Rector's Ramblings: June 6th 2021

 

 

 

      “There is nothing more difficult to take in hand, more perilous to conduct, or more uncertain in its success, than to take the lead in the introduction of a new order of things. For the reformer has enemies in all those who profit by the old order, and only lukewarm defenders in all those who would profit by the new order, this lukewarmness arising partly from fear of their adversaries … and partly from the incredulity of mankind, who do not truly believe in anything new until they have had actual experience of it.”

   Do you recognise that quote? It comes from Nicolas Machiavelli. Machiavelli was an Italian diplomat living during the Renaissance, but Google him if you want to know more. We use the term Machiavellian when thinking of political deceit, unscrupulousness and deviousness.

   You may wonder that the Team Rector is doing starting her Ramblings with this. Well, it’s a quote that has been on my study wall ever since I was given it as I left my parishes in Norfolk. It was given to me by someone outside the church who recognised what I had been trying to do. Interesting – he had seen something that many church members didn’t want to see. Why refer to it now? My mind has been full all week of the Shaped by God Together process (read last week’s Ramblings). Don’t stop reading at this point please.  Now is crunch time within the life of the church.

        There are different parts of me feeling all sorts of different things. I share these now because it may be this is how you are feeling too. Join me on a journey. I do not find these Ramblings easy to write but feel it is right to offer them to you.

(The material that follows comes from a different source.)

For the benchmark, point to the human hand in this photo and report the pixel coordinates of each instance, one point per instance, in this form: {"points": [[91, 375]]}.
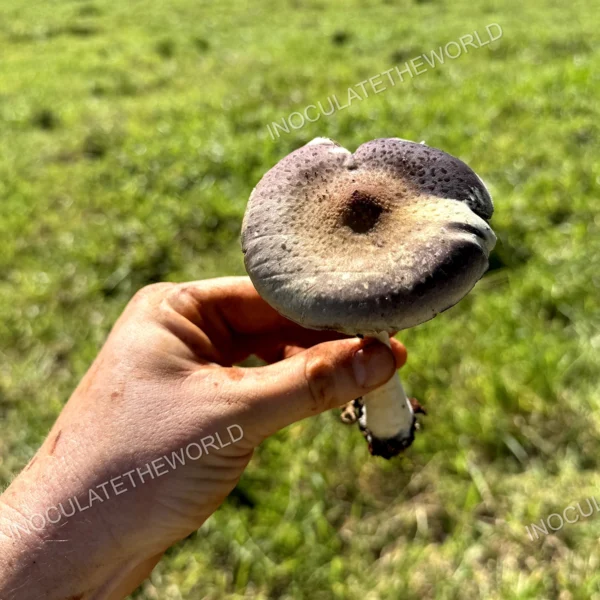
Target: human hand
{"points": [[164, 384]]}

  •  I honestly do believe that all is in God’s hands
  • I know without doubt that the Church of England will have to organise herself differently, as is true of all denominations. The issues are stark, as we can’t go on ‘same old, same old’. I have known this for some time and I am realistic.
  • I grieve the fact that church will look different. I love the church and I love the Church of England and it pains me deeply to think of the passing of how it is now.
  • I grieve the fact that clergy won’t be able to be the old style parish priest. It’s a role of such privilege and strangeness.
  • I recognise that the Church of England has not always looked as it does now – change is inevitable in any set up. It’s yet another change.
  • I feel the pain of many as the proposals have started to land - I have cared for this ‘patch’ for some 15 years now.
  • I feel irritation that not all has been well explained in the process – indeed I am pretty angry.
  • I feel compassion for the bishop and the senior team as they have to lead this. They do seek to do what they believe is God’s leading.

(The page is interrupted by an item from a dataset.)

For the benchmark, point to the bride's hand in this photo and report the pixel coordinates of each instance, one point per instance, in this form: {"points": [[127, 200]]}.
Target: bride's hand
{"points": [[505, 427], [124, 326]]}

    I could list more I suspect. Sleepless mornings have continued as I wrestle with it all. One thing however I have to include in the mix, and it is best expressed in this quote from Richard Rohr: “we could acknowledge the unravelling, breaking, and cracking (of the church) as a bearer of truth and even a gift. Perhaps....... the Holy Spirit has been nudging and calling Christians “to embrace a new imagination, but the other one had to unravel for us to see it for what it was. In this sense the malaise of our churches has been the work of God.”  . . . A church that has been humbled by disruption and decline may be a less arrogant and presumptuous church. It may have fewer illusions about its own power and centrality. It may become curious. It may be less willing to ally with the empires and powers that have long defined it. It may finally admit how much it needs the true power and wisdom of the Holy Spirit. That’s a church God can work with.”  

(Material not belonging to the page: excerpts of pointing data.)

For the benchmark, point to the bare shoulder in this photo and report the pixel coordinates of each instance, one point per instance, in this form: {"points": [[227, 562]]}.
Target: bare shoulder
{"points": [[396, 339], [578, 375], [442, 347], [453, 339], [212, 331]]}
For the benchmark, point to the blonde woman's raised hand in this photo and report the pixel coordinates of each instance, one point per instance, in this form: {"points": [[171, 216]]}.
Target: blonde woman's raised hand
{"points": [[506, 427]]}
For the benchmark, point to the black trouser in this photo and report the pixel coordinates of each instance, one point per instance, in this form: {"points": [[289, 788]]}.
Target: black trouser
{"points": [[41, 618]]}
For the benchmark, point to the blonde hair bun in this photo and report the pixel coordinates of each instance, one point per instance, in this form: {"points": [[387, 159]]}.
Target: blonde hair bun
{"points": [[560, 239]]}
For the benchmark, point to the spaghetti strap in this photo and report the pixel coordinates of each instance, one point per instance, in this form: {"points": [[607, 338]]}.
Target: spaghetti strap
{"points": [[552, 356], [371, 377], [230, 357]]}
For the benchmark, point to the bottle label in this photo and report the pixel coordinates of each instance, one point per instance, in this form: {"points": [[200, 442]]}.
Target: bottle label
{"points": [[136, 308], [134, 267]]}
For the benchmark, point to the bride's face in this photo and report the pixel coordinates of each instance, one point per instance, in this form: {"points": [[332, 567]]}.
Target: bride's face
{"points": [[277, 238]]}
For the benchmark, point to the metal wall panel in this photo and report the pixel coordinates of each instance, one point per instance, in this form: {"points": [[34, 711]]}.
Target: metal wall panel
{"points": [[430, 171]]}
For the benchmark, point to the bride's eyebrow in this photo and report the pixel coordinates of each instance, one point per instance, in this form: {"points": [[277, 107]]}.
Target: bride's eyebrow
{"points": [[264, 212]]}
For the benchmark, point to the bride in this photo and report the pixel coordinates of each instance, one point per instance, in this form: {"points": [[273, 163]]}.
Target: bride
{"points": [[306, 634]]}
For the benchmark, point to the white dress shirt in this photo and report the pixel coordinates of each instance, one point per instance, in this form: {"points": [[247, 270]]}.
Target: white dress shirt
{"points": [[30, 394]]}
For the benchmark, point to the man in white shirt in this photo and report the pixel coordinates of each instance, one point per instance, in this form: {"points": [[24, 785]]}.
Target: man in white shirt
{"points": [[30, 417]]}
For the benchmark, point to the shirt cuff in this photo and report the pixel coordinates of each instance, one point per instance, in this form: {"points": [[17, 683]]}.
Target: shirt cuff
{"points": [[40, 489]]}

    What is the journey I am making, and we all have to make I guess? The journey is to acknowledge the pain of disruption and change, particularly when we hold something dear. We are not like light switches that can simply be turned on and off. At the same time, we need to be with Jesus and to listen to Him. Is he calling us out of our comfort zone, because we need to be called out and set free? Christ is stronger than anything that fragments our lives. He binds the forces that divide, heals the wounds that separate, and refashions pieces into a new whole. There is nothing about your life or my life; there is nothing in the life of the Church of England,  or of this Woodfield Team of parishes that cannot be put back together by the love God in Christ.  

    I pray we can hold together and not say ‘I’m going to take my ball home and not play ball’. That we can listen to each other’s pain with compassion but listen too to the possibility that God is doing a new thing that we cannot yet see. You may now see why I quoted Machiavelli!

    I came across this as an exercise of thanksgiving to do at the end of each day:

  1. Give thanks in general to God our Lord for the benefits received in your life, in others, and in the world today.
  2.  Ask for grace to recognize all those particular things that happened to you and others that you should personally be grateful for.
  3. Make an account of your day from the hour that you got up to the present time, hour by hour, or period by period: first your good thoughts, ideas, and intentions; then your good words spoken and heard; and then good acts, your actions and those of others, small or large, that positively touched your life or the life of someone else. Note them down. 
  4. Praise and thank our Lord for all the opportunities you had to make a difference in the world today and to inspire you to recognize more and more such opportunities in the future. 
  5. Thank God for all God has done for you, and ask yourself: What can I envision doing that would lead me to be even more deeply grateful?

  It’s a review of what went right and not what went wrong. It is one way of growing more grateful and more loving. It is a way in which the various jigsaw pieces of life can start to come together. Why not try it?